Journée pour l'Holocauste à Londres : casse-tête diplomatique avec la Turquie au sujet du génocide arménien

La première cérémonie officielle en mémoire des victimes de l'Holocauste, prévue samedi (25.01) à Londres, tourne au casse-tête diplomatique pour le gouvernement britannique, menacé d'une crise avec Ankara sur la question du génocide arménien et critiqué par des dignitaires juifs.

Le gouvernement britannique s'était attiré les foudres de la Turquie en début de la semaine en acceptant d'inclure le génocide arménien dans le programme cette cérémonie officielle à la mémoire des victimes de l'Holocauste. Dimanche The Observer affirmait qu' Ankara a protesté "dans les termes les plus forts" contre cette décision. Cette "journée en mémoire de l'Holocauste", une première dans ce pays, aura pour temps fort une cérémonie d'une heure samedi soir dans le prestigieux cadre du Parlement de Londres.

Le Premier ministre Tony Blair doit y prendre part, au côté du prince Charles -la reine Elizabeth a décliné l'invitation- ainsi que de nombreuses personnalités religieuses et des vedettes du spectacle comme le chanteur Bob Geldof. Plusieurs orateurs rendront hommage aux millions de juifs tués lors de l'Holocauste, ainsi qu'aux victimes de génocides ultérieurs, au Rwanda, au Cambodge et dans les Balkans notamment.

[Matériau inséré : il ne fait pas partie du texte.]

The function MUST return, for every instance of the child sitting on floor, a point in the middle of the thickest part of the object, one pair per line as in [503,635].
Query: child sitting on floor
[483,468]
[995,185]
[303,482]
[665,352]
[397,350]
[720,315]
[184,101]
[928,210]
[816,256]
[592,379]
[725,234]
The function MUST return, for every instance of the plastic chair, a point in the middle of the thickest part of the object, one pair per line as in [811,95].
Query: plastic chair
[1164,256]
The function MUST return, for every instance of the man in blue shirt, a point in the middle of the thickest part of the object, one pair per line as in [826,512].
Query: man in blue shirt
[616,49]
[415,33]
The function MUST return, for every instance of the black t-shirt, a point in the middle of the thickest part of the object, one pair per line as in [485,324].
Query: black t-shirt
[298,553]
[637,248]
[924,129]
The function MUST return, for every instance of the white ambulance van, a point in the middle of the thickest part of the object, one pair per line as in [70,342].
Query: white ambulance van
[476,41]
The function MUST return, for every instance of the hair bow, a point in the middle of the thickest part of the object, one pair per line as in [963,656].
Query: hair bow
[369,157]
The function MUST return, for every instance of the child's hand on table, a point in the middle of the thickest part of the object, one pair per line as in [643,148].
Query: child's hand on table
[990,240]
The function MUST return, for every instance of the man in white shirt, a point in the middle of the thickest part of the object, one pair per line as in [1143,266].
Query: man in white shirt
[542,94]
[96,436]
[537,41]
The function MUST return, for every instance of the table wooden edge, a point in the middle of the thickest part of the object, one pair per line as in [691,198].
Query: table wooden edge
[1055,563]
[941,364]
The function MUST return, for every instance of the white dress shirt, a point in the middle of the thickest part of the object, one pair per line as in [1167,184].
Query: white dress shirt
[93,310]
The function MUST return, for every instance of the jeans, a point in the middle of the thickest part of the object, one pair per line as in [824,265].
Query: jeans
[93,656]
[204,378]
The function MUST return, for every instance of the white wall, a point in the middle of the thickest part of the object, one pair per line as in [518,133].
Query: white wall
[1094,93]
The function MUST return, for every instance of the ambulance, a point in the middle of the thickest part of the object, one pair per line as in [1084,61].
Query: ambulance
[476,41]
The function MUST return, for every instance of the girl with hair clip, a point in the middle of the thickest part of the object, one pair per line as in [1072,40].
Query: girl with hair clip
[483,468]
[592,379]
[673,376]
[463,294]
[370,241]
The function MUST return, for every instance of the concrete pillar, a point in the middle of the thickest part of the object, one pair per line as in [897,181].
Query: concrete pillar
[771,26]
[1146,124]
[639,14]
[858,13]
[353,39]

Le projet lancé en janvier 1999 par Tony Blair, censé semer la paix et le recueillement, a surtout récolté la polémique et les rancoeurs. La communauté arménienne a notamment fait pression sur le ministère de l'Intérieur, maître d'oeuvre de la cérémonie, pour que le génocide arménien soit mentionné. Selon certaines sources, les autorités britanniques avaient dans un premier temps accepté, avant de faire machine arrière pour ne pas froisser la Turquie. La "solution" trouvée consiste a ne pas citer le génocide arménien, mais une délégation d'Arméniens sera invitée dans le public. "Nous avons pris comme point de départ la Seconde guerre mondiale parce qu'il fallait bien mettre une limite", a pour sa part expliqué à l'AFP le ministère de l'Intérieur. "Nous avions des demandes pour commémorer toutes sortes d'événements, la colonisation, l'esclavage, les croisades...", a indiqué un porte-parole. "Le Foreign Office nous a assuré que le génocide arménien ne serait pas mentionné lors de la cérémonie", a pour sa part confirmé pour l'AFP un porte-parole de l'ambassade de Turquie à Londres.

Une décision conforme à la position officielle britannique, pour qui les massacres d'Arméniens perpétrés de 1915 à 1917 sous l'empire ottoman ne constituent pas un génocide. L'heure n'est donc pas encore à la protestation, assure l'ambassade. Tout en opposant un bref "no comment" aux questions sur la présence d'une délégation arménienne. "Mais nous nous attendons à quelque perturbation (samedi soir), nous attendons de voir ce qui va se passer", a toutefois prévenu le porte-parole, laissant entendre que le calme bienveillant d'Ankara pourrait être mis à l'épreuve par d'éventuelles manifestations des Arméniens. "Ce n'était pas un génocide, c'était différent", a commenté un porte-parole de l'ambassade. "Ce n'était pas une tentative systématique par un gouvernement de détruire un peuple. Les chiffres sur le nombre de personnes tuées sont inexacts, ce n'est pas une opinion, c'est un fait".

Paradoxalement, le gouvernement a également dû essuyer les critiques plus inattendues de responsables de la communauté juive en Grande-Bretagne. Ainsi le directeur du Mémorial de l'Holocauste Beth Shalom à Laxton (Angleterre), Stephen Smith, n'a-t-il pas caché ses réserves sur cette initiative, appelée à devenir une manifestation annuelle. "Est-ce qu'une journée pour l'Holocauste signifie que l'émotion se réduira à des clichés du type "le devoir de mémoire" ou "plus jamais ça", ou est-ce que cette journée va devenir un événement aussi vide de sens que la journée nationale contre le tabac", a-t-il demandé.